Izzet Can MD
On 25 March in accordance with guidance for medical personnel issued by the Turkish Ministry of Health, Izzet Can MD closed his private office in Ankara. Since that date, he has returned just a few times to care for patients with either an emergency or deemed to have an urgent need for follow-up.
As April came to a close, the numbers of newly diagnosed COVID-19 cases and deaths in Turkey had fallen substantially, and the Ministry of Health was allowing many hospitals to accept a limited number of patients for routine ophthalmological examinations.
Dr Can, however, believes it is still too early to reopen routine practice.
“In my opinion, the restrictions should not be removed before mid-June. I am planning to reopen only when the outbreak is over,” he said.
Dr Can is President of the Turkish Ophthalmological Association (TOA). He spoke to EuroTimes about the changes he expects to see as ophthalmology practice resumes.

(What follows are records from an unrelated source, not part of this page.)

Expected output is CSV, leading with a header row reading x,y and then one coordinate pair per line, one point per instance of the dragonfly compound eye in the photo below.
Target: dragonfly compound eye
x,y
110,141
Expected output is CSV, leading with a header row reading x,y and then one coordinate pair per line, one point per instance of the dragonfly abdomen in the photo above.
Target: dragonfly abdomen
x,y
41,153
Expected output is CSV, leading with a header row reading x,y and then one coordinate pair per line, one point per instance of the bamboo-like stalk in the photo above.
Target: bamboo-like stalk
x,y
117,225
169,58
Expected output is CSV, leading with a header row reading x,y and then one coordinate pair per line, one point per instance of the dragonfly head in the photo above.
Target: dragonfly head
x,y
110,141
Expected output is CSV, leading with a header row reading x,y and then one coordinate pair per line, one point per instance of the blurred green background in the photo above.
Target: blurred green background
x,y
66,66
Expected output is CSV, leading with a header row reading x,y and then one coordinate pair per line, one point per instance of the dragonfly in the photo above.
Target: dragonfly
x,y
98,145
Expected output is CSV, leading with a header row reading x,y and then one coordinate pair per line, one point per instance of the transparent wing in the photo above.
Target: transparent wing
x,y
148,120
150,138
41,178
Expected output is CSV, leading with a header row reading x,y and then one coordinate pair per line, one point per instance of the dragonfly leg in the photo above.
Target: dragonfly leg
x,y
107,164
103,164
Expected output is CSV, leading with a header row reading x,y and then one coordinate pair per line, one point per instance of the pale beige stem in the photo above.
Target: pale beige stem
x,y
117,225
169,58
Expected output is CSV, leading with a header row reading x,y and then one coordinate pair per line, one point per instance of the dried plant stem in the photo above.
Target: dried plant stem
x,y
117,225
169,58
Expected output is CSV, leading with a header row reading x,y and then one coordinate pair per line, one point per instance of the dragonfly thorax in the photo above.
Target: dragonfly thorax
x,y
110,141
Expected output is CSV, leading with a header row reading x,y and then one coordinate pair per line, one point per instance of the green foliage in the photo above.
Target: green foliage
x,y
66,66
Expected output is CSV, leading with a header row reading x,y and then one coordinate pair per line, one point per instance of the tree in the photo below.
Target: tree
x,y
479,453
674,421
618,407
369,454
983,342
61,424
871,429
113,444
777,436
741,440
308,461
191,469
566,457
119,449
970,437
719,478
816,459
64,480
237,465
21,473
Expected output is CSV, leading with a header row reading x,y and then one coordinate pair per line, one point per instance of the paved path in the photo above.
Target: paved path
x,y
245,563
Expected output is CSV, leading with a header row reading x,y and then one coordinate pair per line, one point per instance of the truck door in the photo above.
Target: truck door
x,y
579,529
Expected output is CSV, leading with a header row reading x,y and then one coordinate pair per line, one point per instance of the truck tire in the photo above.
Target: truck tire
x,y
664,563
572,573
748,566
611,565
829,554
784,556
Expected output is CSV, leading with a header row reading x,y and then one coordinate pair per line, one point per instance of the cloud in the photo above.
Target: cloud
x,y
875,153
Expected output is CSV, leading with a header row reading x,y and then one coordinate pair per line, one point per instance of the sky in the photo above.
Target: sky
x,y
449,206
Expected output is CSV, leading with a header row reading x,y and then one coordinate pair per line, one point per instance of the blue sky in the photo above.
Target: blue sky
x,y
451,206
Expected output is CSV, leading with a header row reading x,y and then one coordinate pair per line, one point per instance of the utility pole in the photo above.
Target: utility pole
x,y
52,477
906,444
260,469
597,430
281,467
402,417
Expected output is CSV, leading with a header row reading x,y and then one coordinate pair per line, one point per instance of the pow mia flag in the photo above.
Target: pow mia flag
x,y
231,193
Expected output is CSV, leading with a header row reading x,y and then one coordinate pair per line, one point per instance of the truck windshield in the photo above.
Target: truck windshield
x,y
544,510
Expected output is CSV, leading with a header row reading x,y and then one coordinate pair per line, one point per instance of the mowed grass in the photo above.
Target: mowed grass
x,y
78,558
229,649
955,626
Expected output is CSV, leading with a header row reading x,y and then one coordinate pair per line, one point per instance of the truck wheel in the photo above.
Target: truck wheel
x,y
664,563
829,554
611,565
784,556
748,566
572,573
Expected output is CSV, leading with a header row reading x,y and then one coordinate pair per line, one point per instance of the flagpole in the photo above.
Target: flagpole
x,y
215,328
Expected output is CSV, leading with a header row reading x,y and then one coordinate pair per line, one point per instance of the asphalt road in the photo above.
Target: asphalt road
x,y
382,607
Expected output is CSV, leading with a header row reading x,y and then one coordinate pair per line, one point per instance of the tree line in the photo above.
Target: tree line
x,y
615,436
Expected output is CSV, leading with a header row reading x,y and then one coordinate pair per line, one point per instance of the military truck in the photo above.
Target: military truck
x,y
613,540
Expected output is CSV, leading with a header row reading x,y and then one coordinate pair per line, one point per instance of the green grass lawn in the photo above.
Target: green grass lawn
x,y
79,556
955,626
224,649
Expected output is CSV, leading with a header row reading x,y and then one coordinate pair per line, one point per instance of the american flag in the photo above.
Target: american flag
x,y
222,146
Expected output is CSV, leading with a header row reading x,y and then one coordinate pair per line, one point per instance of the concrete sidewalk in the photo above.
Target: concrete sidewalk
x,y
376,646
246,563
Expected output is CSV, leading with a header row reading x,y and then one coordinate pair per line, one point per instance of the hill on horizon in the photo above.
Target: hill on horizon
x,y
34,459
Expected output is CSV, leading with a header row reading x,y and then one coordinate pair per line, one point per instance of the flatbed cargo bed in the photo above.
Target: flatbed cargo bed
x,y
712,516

He noted that people in the waiting areas of hospital clinics have been mostly compliant with maintaining social distancing. Space limitations in some hospitals or practices, however, may require restricting the number of people who can be allowed into the area, which could impact workflow efficiency.
To decrease the number of patients present in the waiting area of his clinic, Dr Can said he will be scheduling appointments with a longer inter-visit interval.
Once he has an idea about when he will reopen, Dr Can said the appointment rescheduling process will require a review of patient records to prioritise the order of appointments.
“Fortunately, this task is enabled by our computerised patient follow-up system that automatically sets the next expected appointment date after a completed visit depending on the clinical situation,” Dr Can said.
He also expects a need to expand his clinic hours to both accommodate the large volume of patients whose appointments were cancelled and those who would have wanted to make a new appointment during the lockdown in Turkey.
“We can expect a huge increase in requests for ophthalmological examinations as soon as the existing prohibitions are removed,” he said.
Even when the pandemic is over, new protocols will be implemented for infection prevention. Dr Can said he believes that physicians and technicians who interact with patients should wear gloves and a mask. The gloves should be changed after each patient and the masks every four hours, he suggested.
The role of telemedicine to minimise direct contact with patients is a controversial topic in Turkey, Dr Can said.
“Although it may be suitable in some specialties, the TOA issued an opinion that given existing technology, telemedicine has limited benefit in ophthalmology. The TOA believes telemedicine might be used for some patient consultations, but it is insufficient to provide proper diagnosis and treatment,” he said.
“Furthermore, telemedicine could be a great liability risk from a medico-legal perspective. Medico-legal issues have been a growing problem for Turkish doctors in recent years.”
Looking ahead, Dr Can also believes that strategies for maintaining intravitreal injections will be part of the agenda in discussions about issues brought to the forefront by the pandemic.
“Intravitreal injections represent a significant caseload volume in ophthalmology, and in Turkey, they are usually performed in an operating room to reduce endophthalmitis risk. Perhaps consideration will be given to creating alternate areas with a sterile environment,” he said.
The pandemic’s impact on training, education, and research is another issue that will require attention. “There have been a growing number of educational webinars. The TOA has been hosting twice weekly live panel discussions with a videoconferencing platform and has tried to make them as interactive as possible,” said Dr Can.
“Although it is controversial how well webinars cover the educational gaps that have arisen, I believe that the variety of internet-based training and education will increase and more creative educational methods will be discovered.”